Пережив у Дома Советов утреннее ликующее чувство одоления и победы, когда один за одним влетали на солнечную площадь духи света, изгоняли своим появлением, своими полками и шествиями духов погибели, Хлопьянов ожидал увидеть здесь, в стане врагов смятение совершивших ошибку и преступление людей, ожидающих возмездие, ищущих возможность покаяться, избежать неминуемой кары. Но обстановка, куда он попал, была праздничной. Находившиеся здесь люди, хорошо одетые, энергичные, казалось, были приглашены на бал. Женщины в драгоценностях. Мужчины с букетами цветов. Слуги в малиновых пиджаках с золочеными пуговицами разносили на подносах шампанское. Среди этих праздничных людей в холле, под потолком с лепниной, с купидонами и античным обнаженным богом, стоял белый открытый рояль. Из его золотой глубины излетали бравурные звуки. Их извлекал, ударяя по клавишам, погружая в них свои заостренные пальцы, Ростропович, в черном концертном фраке, седовласый, с полуоткрытым ртом и мутно-голубыми рыбьими глазами.
Хлопьянов тотчас узнал его по крупным вставным зубам, неопрятно-седой лысоватой голове, стариковско-младенческому взгляду, в котором присутствовало счастливое безумие, то самое, с каким дирижер в августе проклятого года бегал перед телекамерами с автоматом, неловко, напоказ, нацепив оружие на вислое плечо. «Революция с лицом Ростроповича» жгла боевые машины пехоты в туннеле под Новым Арбатом, валила памятники, арестовывала, опрокидывала навзничь, била ногами больную страну. Теперь жизнедеятельный старик был снова здесь. Привез в Москву посмертную маску. Хотел надеть ее на осеннее, залитое солнцем лицо Москвы.
Хлопьянов встал среди прочих слушателей. Прислонился к стене, обитой атласными обоями. Белокурая дама с открытой грудью, на которой сияла нить жемчугов, смотрела на музыканта с обожанием. Тихо, но так чтобы слышал Хлопьянов, сказала:
– Какое счастье, что у нас есть Ростропович!

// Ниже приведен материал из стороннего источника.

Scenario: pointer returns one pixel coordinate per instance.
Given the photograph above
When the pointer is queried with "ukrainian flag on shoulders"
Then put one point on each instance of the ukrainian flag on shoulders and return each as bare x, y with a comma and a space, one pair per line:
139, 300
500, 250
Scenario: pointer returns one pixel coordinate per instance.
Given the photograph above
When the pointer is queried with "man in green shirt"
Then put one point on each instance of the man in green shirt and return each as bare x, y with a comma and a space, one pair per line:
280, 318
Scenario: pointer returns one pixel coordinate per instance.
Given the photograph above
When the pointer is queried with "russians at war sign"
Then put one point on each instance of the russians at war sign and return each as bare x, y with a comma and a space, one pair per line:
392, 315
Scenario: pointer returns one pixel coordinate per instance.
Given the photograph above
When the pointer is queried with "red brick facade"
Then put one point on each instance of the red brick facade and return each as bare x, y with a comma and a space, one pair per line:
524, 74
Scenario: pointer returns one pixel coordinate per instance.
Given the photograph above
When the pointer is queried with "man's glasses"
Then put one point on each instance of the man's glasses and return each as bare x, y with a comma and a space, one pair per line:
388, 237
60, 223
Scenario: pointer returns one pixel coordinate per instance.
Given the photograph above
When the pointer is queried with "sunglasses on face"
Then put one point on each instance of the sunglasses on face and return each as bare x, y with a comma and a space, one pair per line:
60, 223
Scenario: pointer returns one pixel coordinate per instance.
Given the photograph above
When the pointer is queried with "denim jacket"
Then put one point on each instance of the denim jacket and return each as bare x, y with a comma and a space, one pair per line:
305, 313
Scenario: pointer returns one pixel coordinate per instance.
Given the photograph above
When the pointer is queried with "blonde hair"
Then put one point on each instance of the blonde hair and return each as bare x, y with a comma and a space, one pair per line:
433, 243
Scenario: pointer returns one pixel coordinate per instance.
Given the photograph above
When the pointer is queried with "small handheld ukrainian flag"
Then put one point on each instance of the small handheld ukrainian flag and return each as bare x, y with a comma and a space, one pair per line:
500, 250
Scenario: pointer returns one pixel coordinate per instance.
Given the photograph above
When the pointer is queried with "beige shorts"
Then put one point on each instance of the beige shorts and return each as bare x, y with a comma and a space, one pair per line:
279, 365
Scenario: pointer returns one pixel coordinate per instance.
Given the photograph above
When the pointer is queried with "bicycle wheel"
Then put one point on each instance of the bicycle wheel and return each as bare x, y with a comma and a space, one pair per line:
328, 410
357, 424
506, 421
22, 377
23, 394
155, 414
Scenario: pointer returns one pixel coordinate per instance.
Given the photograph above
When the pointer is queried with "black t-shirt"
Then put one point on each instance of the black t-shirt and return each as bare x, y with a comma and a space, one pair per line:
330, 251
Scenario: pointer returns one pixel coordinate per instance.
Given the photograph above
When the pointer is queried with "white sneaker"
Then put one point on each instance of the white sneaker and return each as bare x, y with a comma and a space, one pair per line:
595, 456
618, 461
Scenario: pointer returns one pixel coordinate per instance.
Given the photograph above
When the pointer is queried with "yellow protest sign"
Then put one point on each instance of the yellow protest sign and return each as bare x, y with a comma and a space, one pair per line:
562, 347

И стоящий рядом молодой человек с букетом роз, предназначенным для маэстро, с готовностью отозвался:
– В самые трудные для России дни он с нами!
Хлопьянов слушал музыку, смотрел на острые, вонзавшиеся в клавиши пальцы, на трясущуюся голову, на белый, телесного цвета, рояль, из которого музыкант старался выдрать какие-то внутренние органы. Рояль страдал, мучился, исходил воплями. Его раскрытое нутро источало больное свечение, и казалось, если заглянуть, то увидишь бьющееся набухшее сердце, розовую печень, красную пену легких, в которые погружались пальцы музыканта, и от этих прикосновений по белому телу рояля пробегали судороги.
Музыка, которую слушал Хлопьянов, была ему незнакома. Нервическая, лишенная плавных переходов, с выпадением тактов, с больной возбуждающей дисгармонией. Она была неприятна, причиняла страдание. Нащупывала, теряла и вновь находила в сознании тонкий, почти несуществующий слой, сквозь который, как в узкую щель, начинали просачиваться страшные видения и образы. Редкие, почти никогда не возникавшие, разве что в детстве, во время болезней, когда начинался жар, настольная лампа была укутана в бабушкин темно-красный платок, вся комната была окрашена в малиновый пульсирующий свет, и тяжелая книга Босха, которую он рассматривал днем, теперь насылала на него свои огненные бреды и ужасы.